Libéralisme ou socialisme : deux visions opposées
Face à ces dérives, deux solutions se dessinent. Pour certains (là où je me place), la solution réside dans un retour aux principes libéraux : moins d'État, moins de régulations, et moins de finance assise sur la monnaie facile et les dettes. Un tel retour impliquerait de responsabiliser les individus, de réduire les dépenses publiques et de libérer l'économie des contraintes étatiques qui freinent l'innovation et la croissance. Ce serait également un moyen de rétablir un lien plus direct entre la monnaie et l'économie réelle, en limitant la création monétaire à des fins purement spéculatives.
D'autres, au contraire, voient dans cette situation l'opportunité de renforcer le rôle de l'État et de promouvoir une solution socialiste. Selon eux, les inégalités croissantes et les crises financières justifient une intervention accrue de l'État, non seulement pour réguler la finance, mais aussi pour redistribuer les richesses et nationaliser certains secteurs clés de l'économie. Cette vision, cependant, repose sur une illusion dangereuse. L'histoire a montré à maintes reprises que le socialisme, bien qu'il promette une plus grande égalité, mène inévitablement à une concentration du pouvoir, à une inefficacité économique, et à une perte de libertés individuelles.

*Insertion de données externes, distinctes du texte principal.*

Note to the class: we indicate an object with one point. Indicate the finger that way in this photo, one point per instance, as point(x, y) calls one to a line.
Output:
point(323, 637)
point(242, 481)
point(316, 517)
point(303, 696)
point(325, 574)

L'incompréhension du libéralisme
Le véritable drame de notre époque est l'incompréhension croissante du libéralisme. Alors que cette doctrine a toujours été la base du progrès social et économique, elle est aujourd'hui vilipendée par une large part de l'opinion publique. Ce rejet s'explique en partie par l'amalgame entre le libéralisme et le capitalisme de connivence. Pourtant, ces deux systèmes sont fondamentalement opposés : là où le libéralisme prône la responsabilité individuelle et la liberté économique, le capitalisme de connivence favorise les privilèges et la collusion entre l'État et la finance.
Ce malentendu alimente les populismes de tous bords, qu'ils soient de droite ou de gauche. En rejetant le libéralisme, ces mouvements se tournent vers des solutions autoritaires et interventionnistes, qui ne feront qu'aggraver les problèmes actuels. L'enjeu est donc de réhabiliter le libéralisme, non pas comme une doctrine permissive qui laisserait libre cours aux excès de la finance, mais comme une discipline exigeante qui demande rigueur, responsabilité et respect des droits individuels. C'est là, à mon sens, la seule voie pour sortir de l'impasse actuelle et éviter les erreurs du passé.